The Boelhowers raised $40,000 to cover the costs of the surrogacy agency, fertility clinic, legal fees, and Checolinski's medical bills.
In January 2018, Checolinski took a pregnancy test and discovered she was pregnant with Boelhower’s baby.
“I knew I was carrying and having a baby that wasn’t mine," she said. “I was most excited about seeing my best friend become a mom and holding the baby she had always wanted.”
On September 19, Checolinski gave birth to Scottie, who weighed 6 pounds, 8 ounces, at Aurora Health Centre in Oshkosh, Wisc.

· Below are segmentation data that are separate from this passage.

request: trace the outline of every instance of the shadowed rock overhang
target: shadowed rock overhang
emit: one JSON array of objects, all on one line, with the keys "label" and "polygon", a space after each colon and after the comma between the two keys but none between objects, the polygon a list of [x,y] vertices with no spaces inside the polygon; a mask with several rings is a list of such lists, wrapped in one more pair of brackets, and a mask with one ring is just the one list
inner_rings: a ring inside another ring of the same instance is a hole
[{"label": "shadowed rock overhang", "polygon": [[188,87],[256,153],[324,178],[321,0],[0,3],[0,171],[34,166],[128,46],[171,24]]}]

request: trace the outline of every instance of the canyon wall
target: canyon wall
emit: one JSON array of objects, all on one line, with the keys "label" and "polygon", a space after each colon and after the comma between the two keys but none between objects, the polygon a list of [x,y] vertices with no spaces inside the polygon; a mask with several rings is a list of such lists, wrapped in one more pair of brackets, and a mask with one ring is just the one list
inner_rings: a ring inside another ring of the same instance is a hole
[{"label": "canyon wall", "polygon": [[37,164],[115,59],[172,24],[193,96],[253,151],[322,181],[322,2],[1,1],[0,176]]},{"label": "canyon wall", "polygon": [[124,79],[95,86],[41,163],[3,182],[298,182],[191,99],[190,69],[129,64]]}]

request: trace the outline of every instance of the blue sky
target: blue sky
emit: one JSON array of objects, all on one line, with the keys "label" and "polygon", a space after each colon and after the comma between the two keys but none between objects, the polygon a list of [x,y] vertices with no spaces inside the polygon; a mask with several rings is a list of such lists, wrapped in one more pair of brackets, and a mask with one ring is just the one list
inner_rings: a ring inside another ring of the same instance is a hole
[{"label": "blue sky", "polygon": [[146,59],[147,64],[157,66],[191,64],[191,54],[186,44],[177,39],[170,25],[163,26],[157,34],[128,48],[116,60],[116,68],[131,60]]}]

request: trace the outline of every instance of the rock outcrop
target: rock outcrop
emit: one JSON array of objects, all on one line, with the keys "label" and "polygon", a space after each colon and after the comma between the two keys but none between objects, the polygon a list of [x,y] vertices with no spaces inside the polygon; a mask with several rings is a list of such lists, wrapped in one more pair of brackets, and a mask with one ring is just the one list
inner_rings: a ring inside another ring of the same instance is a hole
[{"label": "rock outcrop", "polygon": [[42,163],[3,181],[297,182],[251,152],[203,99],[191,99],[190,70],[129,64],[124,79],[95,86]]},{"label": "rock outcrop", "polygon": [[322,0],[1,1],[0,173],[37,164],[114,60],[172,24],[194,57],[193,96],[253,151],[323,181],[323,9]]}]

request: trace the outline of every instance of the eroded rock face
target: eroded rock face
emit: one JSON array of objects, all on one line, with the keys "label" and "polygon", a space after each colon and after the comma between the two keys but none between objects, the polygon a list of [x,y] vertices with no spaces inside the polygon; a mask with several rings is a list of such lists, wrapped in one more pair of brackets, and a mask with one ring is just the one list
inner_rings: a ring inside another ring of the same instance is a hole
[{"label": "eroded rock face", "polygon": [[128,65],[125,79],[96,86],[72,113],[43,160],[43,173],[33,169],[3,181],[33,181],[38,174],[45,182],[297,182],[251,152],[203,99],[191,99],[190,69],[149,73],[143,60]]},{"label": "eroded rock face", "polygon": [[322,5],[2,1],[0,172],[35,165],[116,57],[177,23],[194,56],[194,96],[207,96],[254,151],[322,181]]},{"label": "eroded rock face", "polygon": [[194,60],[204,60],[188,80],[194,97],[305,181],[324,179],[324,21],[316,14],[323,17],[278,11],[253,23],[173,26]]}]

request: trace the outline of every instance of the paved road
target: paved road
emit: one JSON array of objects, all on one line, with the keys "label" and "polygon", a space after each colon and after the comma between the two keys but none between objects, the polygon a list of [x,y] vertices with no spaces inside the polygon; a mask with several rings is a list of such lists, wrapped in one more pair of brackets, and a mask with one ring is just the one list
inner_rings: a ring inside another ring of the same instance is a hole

“What made it even more special was that Scottie was born on my late father Scott’s birthday. He passed away from stomach cancer in 2015," Boelhower said. “It was very hard for me to watch Rachel screaming in pain during the labor and knowing it was all for me."
“Rachel is one of Scottie’s godmothers," she said. "She is pumping for Scottie now so that she grows up on breast milk. I want Scottie to know how big a role Rachel has played in her life. It’s an unbreakable bond.”